On 22.06.2018 19:36, Johannes Sixt wrote:
Am 22.06.2018 um 14:04 schrieb Marc Strapetz:
On Windows, when creating following repository:
$ git init
$ echo "1" > file.txt
$ git add .
$ git commit -m "initial import"
$ ren file.txt File.txt
$ git config core.ignorecase false
This is a user error. core.ignorecase is *not* an instruction as in
"hey, Git, do not ignore the case of file names". It is better regarded
as an internal value, with which Git remembers how it should treat the
names of files that it receives when it traverses the directories on the
disk.
Git could probe the file system capabilities each time it runs. But that
would be wasteful. Hence, this probe happens only once when the
repository is initialized, and the result is recorded in this
configuration value. You should not change it.

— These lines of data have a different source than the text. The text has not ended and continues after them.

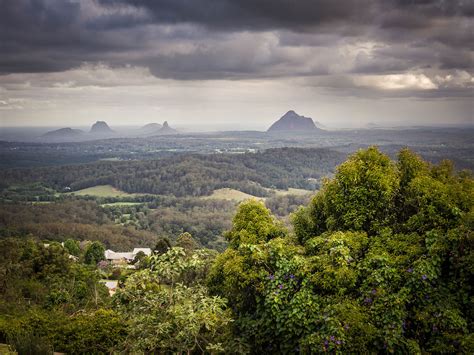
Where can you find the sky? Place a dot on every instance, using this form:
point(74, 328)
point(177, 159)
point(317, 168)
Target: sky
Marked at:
point(236, 64)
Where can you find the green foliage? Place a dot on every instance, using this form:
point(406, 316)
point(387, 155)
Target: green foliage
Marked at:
point(162, 246)
point(94, 253)
point(253, 224)
point(169, 311)
point(382, 262)
point(187, 242)
point(72, 247)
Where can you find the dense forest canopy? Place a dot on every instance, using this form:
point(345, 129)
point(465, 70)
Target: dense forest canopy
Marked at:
point(380, 260)
point(192, 174)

Sorry, it looks like my example was misleading. I'm actually questioning
current behavior in case of Windows repositories with core.ignorecase
initialized to false, like in following setup:
$ git init
$ git config core.ignorecase false
The repository is now set up to be case-sensitive on Windows. From this
point on, core.ignorecase won't change anymore and the repository will
be filled:
$ echo "1" > file.txt
$ git add .
$ git commit -m "initial import"
$ ren file.txt File.txt
Still, status results are:
$ git status --porcelain
?? File.txt
With the same setup sequence on Unix, it's:
$ git status --porcelain
D file.txt
?? File.txt
Is this difference, which is depending on the platform, intended? Why
not report missing file.txt as well?
The drawback of the current behavior is that a subsequent "git add ."
will result in two file names in the .git/index which are only differing
in case. This will break the repository on Windows, because only one of
both files can be checked out in the working tree. Also, it makes
case-only renames harder to be performed.